Pusić: Regional cooperation important to Croatia and EU

(Hina) - Cooperation among countries in Southeast Europe is a subject intensively discussed within the European Union, which is "important and good" for Croatia because stability of the region and economic cooperation are in its own interest

(Hina) - Cooperation among countries in Southeast Europe is a subject intensively discussed within the European Union, which is "important and good" for Croatia because stability of the region and economic cooperation are in its own interest, the Croatian Deputy Prime Minister and Minister of Foreign and European Affairs, Vesna Pusić, said in Bled, Slovenia on Tuesday.

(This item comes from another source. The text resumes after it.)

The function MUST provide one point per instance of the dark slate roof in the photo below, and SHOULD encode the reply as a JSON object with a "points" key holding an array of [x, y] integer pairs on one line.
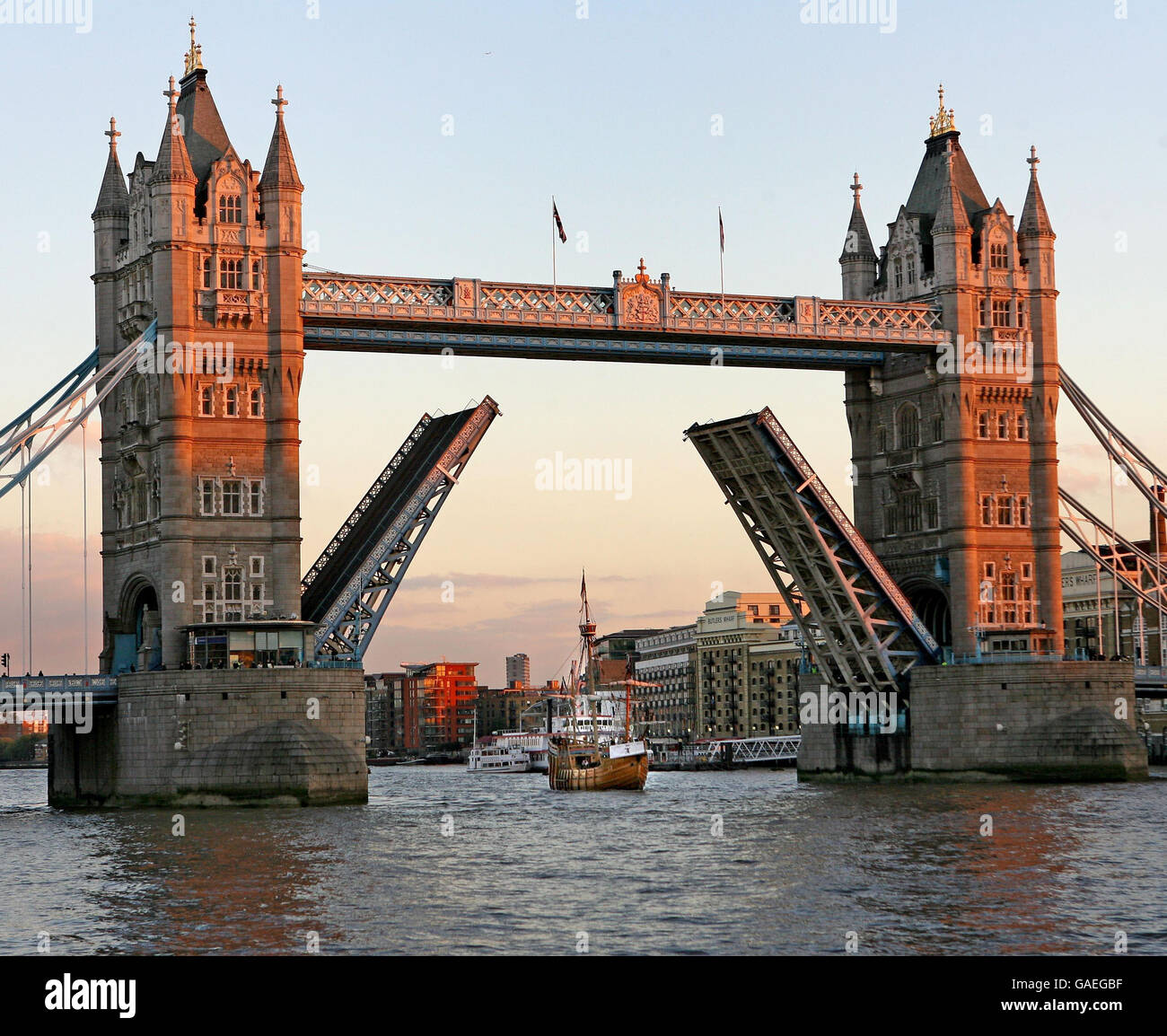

"This region is important to us," Pusić said, adding that Croatia and Slovenia were not excluded from the region by virtue of being EU members. She noted that the two countries have a certain responsibility towards the region because it is a crisis area and their interest is stability.

"There is a tendency for countries from the region to be excluded from it after they enter the EU, but I am confident that it is not so," Pusić said. "Our task is to change the picture of the region little by little," Pusić told the press during the Bled Strategic Forum, which had drawn more than 500 participants from 65 countries. She took part in the panel "The Future of the Western Balkans – How to Make Regional Cooperation Work".

Pusić recalled that regional cooperation had been the subject of several international and regional conferences recently, mentioning a recent meeting of regional presidents in Dubrovnik, the Croatia Forum before that, and a recent conference in Berlin organised by German Chancellor Angela Merkel.

Before the panel, Pusić met with Slovenian Foreign Minister Karl Erjavec with whom she discussed bilateral relations, the situation in the region and the crisis in Ukraine. She said that relations between Croatia and Slovenia were good.

Speaking of the problem of Yugoslav-era foreign currency savings of Croatian clients with Slovenia's Ljubljanska Banka, Pusić said that a recent ruling by the European Court of Human Rights, which upheld claims by depositors, did not change the position of Croatia that an alternative solution to the issue could be found within the Mokrice Memorandum. However, until the issue is solved alternatively, lawsuits against Ljubljanska Banka will continue before Croatian courts, she added.

The panel was also attended by Serbia's First Deputy Prime Minister and Minister of Foreign Affairs, Ivica Dačić, the Undersecretary of State at the Italian Ministry of Foreign Affairs, Benedetto Della Vedova, the Foreign Policy Adviser to the President of Slovenia, Marko Makovec, Montenegro's Undersecretary of State for European Integration, Aleksandar Andrija Pejović, and Macedonian Foreign Minister Nikola Poposki.